|Burnout Dominator (2007)
Publisher: Electronic Arts
Available for: PlayStation 2
It’s nice to know that “Burnout Dominator” is just a stopgap “sequel” to “Burnout Revenge.” The true sequel to that game, “Burnout 5,” will appear on the next-gen consoles a little later down the line. In the meantime, “Dominator” is brought to you by the folks at EA UK on the PS2 and PSP. And while it still plays and feels like the great last entry into the series, there’s enough missing to stick out like a sore thumb when comparing the two.
“Burnout Dominator” gets back to the series’ roots by focusing more on the racing and less on plunging headlong into the other cars, causing as much destruction as possible.
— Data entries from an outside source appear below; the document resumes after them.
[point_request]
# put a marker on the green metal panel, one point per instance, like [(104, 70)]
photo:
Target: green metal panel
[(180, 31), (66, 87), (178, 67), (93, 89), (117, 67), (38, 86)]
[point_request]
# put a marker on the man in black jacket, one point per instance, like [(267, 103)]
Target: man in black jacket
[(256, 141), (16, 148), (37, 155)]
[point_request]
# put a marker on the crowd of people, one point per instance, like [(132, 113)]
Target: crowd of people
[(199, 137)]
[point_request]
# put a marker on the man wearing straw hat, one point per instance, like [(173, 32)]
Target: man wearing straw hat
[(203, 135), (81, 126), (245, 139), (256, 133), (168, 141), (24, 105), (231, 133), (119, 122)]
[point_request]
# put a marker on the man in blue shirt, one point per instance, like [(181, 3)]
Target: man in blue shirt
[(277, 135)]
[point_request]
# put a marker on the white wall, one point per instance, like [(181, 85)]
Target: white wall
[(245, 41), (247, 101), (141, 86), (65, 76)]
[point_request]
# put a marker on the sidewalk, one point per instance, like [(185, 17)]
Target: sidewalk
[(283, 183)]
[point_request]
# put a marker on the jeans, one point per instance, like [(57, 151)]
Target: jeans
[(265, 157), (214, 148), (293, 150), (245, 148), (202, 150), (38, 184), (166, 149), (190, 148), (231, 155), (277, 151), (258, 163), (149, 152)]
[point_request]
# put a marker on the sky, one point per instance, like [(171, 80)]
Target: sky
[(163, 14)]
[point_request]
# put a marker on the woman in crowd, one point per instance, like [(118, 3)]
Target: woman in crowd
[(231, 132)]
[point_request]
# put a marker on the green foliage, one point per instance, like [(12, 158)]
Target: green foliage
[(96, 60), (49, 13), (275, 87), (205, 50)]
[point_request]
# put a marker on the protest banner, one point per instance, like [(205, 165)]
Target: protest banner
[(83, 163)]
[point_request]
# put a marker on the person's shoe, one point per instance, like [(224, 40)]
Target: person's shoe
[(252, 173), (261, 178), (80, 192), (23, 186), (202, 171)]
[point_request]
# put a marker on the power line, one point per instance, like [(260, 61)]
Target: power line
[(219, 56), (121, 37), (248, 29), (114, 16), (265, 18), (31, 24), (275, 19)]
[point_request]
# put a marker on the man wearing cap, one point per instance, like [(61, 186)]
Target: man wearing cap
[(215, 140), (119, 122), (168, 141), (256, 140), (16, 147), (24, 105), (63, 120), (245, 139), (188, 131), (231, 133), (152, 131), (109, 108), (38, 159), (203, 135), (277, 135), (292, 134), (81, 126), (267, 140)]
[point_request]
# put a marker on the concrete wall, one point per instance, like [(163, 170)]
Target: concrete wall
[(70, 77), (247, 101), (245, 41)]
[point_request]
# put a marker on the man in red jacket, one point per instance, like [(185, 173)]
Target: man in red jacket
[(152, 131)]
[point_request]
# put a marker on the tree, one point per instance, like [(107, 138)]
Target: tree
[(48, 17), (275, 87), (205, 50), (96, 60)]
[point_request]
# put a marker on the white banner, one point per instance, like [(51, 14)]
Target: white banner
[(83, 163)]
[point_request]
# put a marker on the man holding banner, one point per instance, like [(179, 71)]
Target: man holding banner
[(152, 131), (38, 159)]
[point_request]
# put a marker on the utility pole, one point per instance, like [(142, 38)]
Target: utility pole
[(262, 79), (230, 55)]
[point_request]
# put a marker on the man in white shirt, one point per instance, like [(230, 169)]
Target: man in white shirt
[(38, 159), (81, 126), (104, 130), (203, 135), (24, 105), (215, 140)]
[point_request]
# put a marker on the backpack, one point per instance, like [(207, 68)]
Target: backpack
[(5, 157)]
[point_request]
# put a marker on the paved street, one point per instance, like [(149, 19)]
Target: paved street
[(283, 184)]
This time around, we’re back to the actual “burnout” itself, which occurs when the nitrous bar fills up and turns blue. Yep, this game is all about keeping that nitrous button pushed down almost constantly, so players can try to chain the burnouts. Successful chains result in burnout multipliers, which of course result in big scores. Players succeed in getting burnouts by driving into oncoming traffic and avoiding getting hit, drifting around wild turns and getting big air.
Thus, burning out is the crux of the game this time around. That’s fine and all, but once you’ve tasted the near-perfect balance of racing and destruction that was “Burnout Revenge,” you want that and the other stuff. Of course, we’ll have to see if that’s what we get with “Burnout 5.” Here on “Dominator,” not being able to check traffic willy nilly is definitely missed. Players will immediately notice that all that traffic has been minimized, with most of it appearing in the oncoming lanes, to facilitate the spawning of a burnout.
Also gone for some reason is the crash mode. Why? Crash mode is just as integral to a “Burnout” game as the speed. Instead, players get the all-new “Maniac” mode that requires drivers to go apeshit behind the wheel in an attempt to chain burnouts and reach predetermined scoring goals, unlocking more cars and the like. It’s interesting, but it’s no crash mode, and that’s a shame. Again, perhaps all these things will be coming together in the next proper sequel.
Online play has been eliminated on “Burnout Dominator,” which is fine, as playing the last game online was always a crap shoot, with gamer glitches galore and other network malfunctions (someone tell Sony that their free online isn’t worth it). There is local multiplayer, however, with the expected split screen competition. There’s also a party mode for you and all your friends to enjoy as well, so all is not completely lost here.
What remains is essential. The speed of the game is still nuts and it still glides smoothly without a hitch. Criterion’s engine is definitely tried and true and one of the best things to come out of arcade racing, period. The Crashbreaker and Aftertouch systems are still here as well, allowing for big explosions and complete control of your car’s carcass after it blows sky high. Signature takedowns are here as well, but this time they’ve been blended into the tracks to actually open up new shortcuts instead of just being hotspots on the track. This is a nice new feature that puts a good twist on something that was previously more or less just a bragging right.
Overall, “Burnout Dominator” is fun, but it could have been quite a bit more. Still, it is understandable that with the “real” sequel still due, this game wouldn’t have all the bells and whistles. But since that’s the case, it begs the question of why bother to even have two new “Burnout” games? One would expect that “Burnout 5” could be ported back to the PS2 in some form, but maybe not. After all, that system’s going to have to finally have its support cut someday. That is, if Sony wants to stop being its own biggest competitor.